A year ago to this day, ONE celebrated the success of Congress in passing a new law to improve transparency in extractive industries. The Cardin-Lugar Transparency Amendment to the Dodd-Frank Wall Street Reform and Consumer Protection Act, as it is called, was supported by ONE members and Publish What You Pay, and sponsored by senators Ben Cardin, D-Md., Richard Lugar, R-Ind., and Pat Leahy, D-Vt. The law requires all companies listed on the New York Stock Exchange to publish their payments to foreign governments for oil, gas and mining.

President Obama Signs the Dodd-Frank Wall Street Reform and Consumer Protection Act
President Obama signs the Dodd-Frank Wall Street Reform and Consumer Protection Act. Photo Credit: Lawrence Jackson/White House.

Once the highly anticipated regulations are published by the US Securities and Exchange Commission, the new law will shed light on government revenues, making it harder for corruption and embezzlement by leaders in developing countries to deny their citizens the full benefits of the natural resources beneath their feet. It will promote good governance and enable Africans to more effectively capitalize on natural resources and harness revenue for development.

Cardin-Lugar offers a hopeful outlook for transparency in trade, and can help increase development in Africa. A landmark for transparency in the extractives sector, Cardin-Lugar sets the bar for other countries that would amount to major changes in the role that oil, gas and mining play in developing countries. Since the passage of the US law, several European leaders have come out publicly to support instituting a comparable standard in the European Union, which would cover 27 countries.

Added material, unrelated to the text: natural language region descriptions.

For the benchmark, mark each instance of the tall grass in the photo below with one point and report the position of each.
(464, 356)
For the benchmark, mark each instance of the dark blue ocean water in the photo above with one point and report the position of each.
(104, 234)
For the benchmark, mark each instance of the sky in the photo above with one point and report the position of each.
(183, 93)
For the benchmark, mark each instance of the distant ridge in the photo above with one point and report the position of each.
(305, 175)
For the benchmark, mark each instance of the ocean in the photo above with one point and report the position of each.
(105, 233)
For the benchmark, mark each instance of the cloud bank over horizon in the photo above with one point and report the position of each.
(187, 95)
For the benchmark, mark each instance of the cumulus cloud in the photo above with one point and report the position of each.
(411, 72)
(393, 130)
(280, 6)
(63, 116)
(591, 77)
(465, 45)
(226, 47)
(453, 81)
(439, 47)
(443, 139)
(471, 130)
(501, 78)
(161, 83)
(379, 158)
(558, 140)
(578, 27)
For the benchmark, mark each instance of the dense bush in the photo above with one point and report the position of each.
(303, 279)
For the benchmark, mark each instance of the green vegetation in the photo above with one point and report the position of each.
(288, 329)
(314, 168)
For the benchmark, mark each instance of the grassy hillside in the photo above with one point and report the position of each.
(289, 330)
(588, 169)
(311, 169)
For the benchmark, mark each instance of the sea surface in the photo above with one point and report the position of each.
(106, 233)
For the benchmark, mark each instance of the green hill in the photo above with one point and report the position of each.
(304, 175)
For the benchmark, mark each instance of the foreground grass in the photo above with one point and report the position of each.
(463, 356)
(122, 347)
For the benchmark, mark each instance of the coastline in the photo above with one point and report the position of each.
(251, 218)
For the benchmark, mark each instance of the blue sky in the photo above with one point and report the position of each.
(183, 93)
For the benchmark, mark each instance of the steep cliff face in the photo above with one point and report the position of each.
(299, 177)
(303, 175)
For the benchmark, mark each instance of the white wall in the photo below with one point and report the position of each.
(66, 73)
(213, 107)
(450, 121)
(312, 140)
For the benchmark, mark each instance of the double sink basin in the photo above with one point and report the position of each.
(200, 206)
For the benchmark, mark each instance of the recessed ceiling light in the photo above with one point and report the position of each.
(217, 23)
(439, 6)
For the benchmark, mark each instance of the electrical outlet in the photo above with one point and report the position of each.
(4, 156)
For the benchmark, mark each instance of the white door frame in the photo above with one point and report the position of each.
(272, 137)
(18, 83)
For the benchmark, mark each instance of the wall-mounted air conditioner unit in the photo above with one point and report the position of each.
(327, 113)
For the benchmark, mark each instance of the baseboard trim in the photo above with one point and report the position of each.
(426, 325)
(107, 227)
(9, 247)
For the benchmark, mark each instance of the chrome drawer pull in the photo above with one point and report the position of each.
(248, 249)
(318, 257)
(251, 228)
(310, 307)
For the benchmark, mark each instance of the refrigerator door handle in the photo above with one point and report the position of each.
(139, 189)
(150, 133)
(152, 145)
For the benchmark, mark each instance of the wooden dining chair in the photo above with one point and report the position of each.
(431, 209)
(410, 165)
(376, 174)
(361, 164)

In March, we updated you on the progress of this process, and the European Commission is currently drafting a legislative proposal to amend the Transparency Directive, mandating similar regulations, for the European Parliament and Council to consider later this year.

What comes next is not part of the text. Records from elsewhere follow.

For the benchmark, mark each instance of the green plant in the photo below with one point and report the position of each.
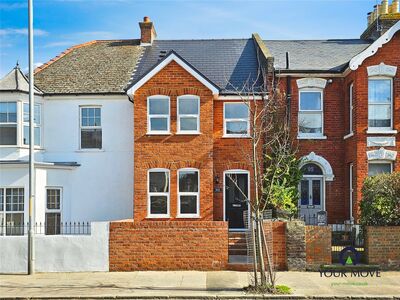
(380, 204)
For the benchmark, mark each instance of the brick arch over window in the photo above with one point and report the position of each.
(321, 162)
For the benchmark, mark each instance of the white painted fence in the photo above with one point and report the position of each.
(58, 253)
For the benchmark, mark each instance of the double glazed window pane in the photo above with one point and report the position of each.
(91, 117)
(91, 138)
(159, 182)
(310, 101)
(310, 122)
(236, 111)
(188, 181)
(8, 112)
(375, 169)
(36, 135)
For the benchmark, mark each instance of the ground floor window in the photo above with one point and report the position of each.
(53, 211)
(11, 211)
(158, 193)
(188, 193)
(375, 168)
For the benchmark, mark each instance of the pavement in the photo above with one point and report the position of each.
(191, 285)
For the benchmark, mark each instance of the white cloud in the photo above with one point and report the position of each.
(22, 31)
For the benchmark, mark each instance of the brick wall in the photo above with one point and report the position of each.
(382, 245)
(275, 235)
(318, 246)
(163, 245)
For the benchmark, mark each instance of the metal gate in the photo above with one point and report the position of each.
(344, 236)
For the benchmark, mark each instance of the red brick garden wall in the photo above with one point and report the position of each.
(383, 246)
(318, 246)
(163, 245)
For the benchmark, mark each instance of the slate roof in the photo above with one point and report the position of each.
(225, 62)
(94, 67)
(316, 55)
(15, 81)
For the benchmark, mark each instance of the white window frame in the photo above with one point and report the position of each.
(380, 162)
(197, 116)
(149, 194)
(51, 210)
(381, 129)
(16, 123)
(4, 212)
(81, 107)
(36, 125)
(168, 116)
(247, 120)
(302, 135)
(197, 194)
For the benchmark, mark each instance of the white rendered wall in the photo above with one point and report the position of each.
(58, 253)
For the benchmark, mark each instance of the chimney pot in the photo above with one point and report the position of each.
(147, 32)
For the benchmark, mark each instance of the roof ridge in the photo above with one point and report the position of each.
(62, 54)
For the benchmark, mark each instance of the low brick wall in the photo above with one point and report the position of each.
(275, 233)
(318, 246)
(382, 245)
(163, 245)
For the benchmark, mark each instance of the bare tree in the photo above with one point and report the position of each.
(271, 148)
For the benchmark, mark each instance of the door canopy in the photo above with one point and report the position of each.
(321, 162)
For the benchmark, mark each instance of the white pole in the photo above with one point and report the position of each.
(31, 244)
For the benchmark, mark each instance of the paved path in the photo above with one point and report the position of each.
(187, 284)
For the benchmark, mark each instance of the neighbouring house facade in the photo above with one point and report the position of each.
(153, 129)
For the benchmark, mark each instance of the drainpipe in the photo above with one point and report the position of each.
(288, 88)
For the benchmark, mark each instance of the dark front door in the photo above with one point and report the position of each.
(236, 193)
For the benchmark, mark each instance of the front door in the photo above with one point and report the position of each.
(311, 198)
(236, 194)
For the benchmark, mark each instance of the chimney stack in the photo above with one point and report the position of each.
(147, 32)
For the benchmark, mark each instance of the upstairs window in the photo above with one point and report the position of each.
(158, 193)
(236, 120)
(158, 118)
(188, 114)
(188, 193)
(91, 131)
(380, 104)
(37, 124)
(8, 123)
(311, 115)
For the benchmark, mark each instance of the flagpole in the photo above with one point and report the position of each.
(31, 244)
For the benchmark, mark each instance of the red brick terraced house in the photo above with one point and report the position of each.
(188, 127)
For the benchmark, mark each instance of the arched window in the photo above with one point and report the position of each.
(311, 169)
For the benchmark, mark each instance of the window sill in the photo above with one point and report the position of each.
(323, 137)
(158, 217)
(188, 217)
(90, 150)
(229, 136)
(159, 133)
(381, 131)
(187, 133)
(348, 135)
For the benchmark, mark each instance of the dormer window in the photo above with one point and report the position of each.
(8, 123)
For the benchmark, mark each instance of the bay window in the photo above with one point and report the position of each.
(158, 115)
(188, 114)
(188, 193)
(11, 211)
(380, 104)
(158, 193)
(90, 128)
(8, 123)
(236, 119)
(311, 113)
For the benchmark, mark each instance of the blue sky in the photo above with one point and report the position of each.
(60, 24)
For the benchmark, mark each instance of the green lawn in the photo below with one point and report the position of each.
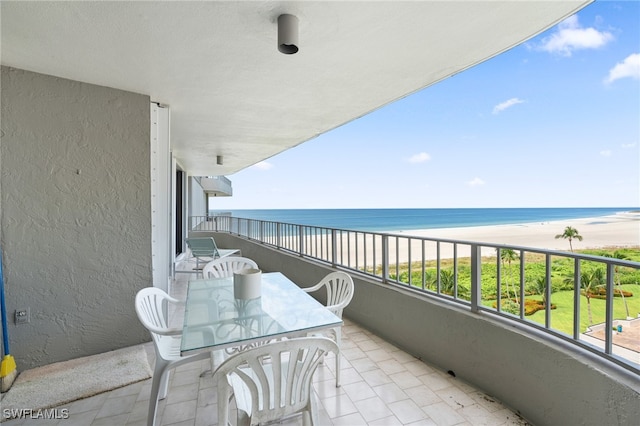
(562, 316)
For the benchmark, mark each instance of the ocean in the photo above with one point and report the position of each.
(376, 220)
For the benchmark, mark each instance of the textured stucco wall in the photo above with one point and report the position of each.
(76, 224)
(548, 383)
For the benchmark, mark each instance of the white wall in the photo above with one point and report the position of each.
(76, 222)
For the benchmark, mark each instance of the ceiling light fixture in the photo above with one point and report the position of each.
(288, 34)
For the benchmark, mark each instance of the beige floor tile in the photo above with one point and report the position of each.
(358, 391)
(443, 415)
(373, 409)
(390, 392)
(338, 406)
(407, 411)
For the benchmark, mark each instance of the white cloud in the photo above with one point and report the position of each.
(506, 104)
(263, 165)
(570, 36)
(476, 182)
(630, 67)
(420, 158)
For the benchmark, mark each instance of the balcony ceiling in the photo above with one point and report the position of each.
(231, 93)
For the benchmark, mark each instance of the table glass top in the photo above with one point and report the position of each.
(215, 319)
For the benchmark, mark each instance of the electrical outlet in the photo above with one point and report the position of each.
(23, 316)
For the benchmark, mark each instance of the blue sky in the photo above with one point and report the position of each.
(554, 122)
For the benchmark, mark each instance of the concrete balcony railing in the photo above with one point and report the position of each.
(432, 298)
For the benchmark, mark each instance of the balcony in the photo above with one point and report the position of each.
(455, 324)
(381, 384)
(216, 186)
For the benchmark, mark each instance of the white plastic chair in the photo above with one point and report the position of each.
(226, 266)
(271, 381)
(339, 287)
(151, 305)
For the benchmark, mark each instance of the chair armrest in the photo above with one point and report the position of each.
(314, 288)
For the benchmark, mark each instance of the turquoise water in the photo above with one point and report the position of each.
(407, 219)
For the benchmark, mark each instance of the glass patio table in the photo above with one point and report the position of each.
(214, 319)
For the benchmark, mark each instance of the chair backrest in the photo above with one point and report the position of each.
(151, 307)
(226, 266)
(339, 287)
(203, 247)
(274, 380)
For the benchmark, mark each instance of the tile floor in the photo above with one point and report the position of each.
(381, 385)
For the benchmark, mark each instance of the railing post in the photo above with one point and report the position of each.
(476, 277)
(576, 298)
(334, 247)
(385, 258)
(608, 342)
(301, 240)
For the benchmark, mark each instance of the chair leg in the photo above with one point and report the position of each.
(156, 383)
(338, 332)
(164, 384)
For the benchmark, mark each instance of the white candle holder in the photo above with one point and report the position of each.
(247, 284)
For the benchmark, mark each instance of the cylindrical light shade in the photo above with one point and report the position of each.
(288, 34)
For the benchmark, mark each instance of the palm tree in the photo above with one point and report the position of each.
(619, 255)
(570, 234)
(508, 255)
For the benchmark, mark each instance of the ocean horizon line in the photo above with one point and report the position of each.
(405, 219)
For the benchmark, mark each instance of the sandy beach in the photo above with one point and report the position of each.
(620, 230)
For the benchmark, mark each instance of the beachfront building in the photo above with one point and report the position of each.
(115, 115)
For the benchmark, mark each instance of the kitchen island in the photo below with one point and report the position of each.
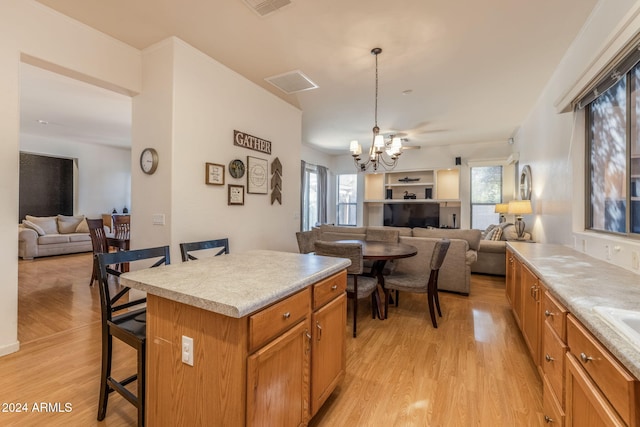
(268, 331)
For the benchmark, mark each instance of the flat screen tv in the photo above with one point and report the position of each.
(412, 214)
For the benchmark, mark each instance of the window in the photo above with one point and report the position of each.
(613, 150)
(310, 197)
(347, 199)
(486, 192)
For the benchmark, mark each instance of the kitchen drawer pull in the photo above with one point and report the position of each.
(585, 358)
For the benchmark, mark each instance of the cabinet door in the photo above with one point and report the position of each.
(278, 380)
(530, 313)
(586, 406)
(328, 350)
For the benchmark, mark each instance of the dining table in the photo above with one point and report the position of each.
(380, 252)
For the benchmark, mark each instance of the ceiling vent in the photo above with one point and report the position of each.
(266, 7)
(292, 82)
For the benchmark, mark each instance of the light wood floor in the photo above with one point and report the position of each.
(473, 370)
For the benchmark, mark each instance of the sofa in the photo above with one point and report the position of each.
(493, 247)
(455, 273)
(53, 235)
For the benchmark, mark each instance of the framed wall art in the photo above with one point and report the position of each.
(236, 194)
(257, 175)
(214, 174)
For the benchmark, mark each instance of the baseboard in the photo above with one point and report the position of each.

In another promising move, world leaders at the G8 Conference in May also supported increased transparency in the G8 Declaration, saying they would look to the Extractive Industries Transparency Initiative (EITI) guidelines. EITI is a voluntary program in which countries and companies commit to annually publishing revenues from and payments in the extractives sector. Cardin-Lugar basically codifies the best practices of EITI in US law.

Here’s why the details matter. It is more difficult to hold leaders accountable if a single total payment to a foreign government is made public, rather than a break-down of payments like royalties, licenses or environmental damages. Additionally, making this information public could empower African countries that are entering into new extractive markets. For example, Ghana and Uganda, which recently discovered oil, would be better able to negotiate fair market prices for their crude oil.

While celebrating this new widespread commitment to accountability, the Publish What Pay Coalition, including ONE, remains dedicated to pushing leaders and policymakers to follow through with high standards in the EU and around the world. We continue to work for transparency that empowers people and fosters fairness and accountability, allowing citizens to utilize their public resources for prosperity. It is critical that Cardin-Lugar become the minimum international standard, and with the support and voices of ONE members, world leaders can make transparency laws effective tools for development. Our work has just begun.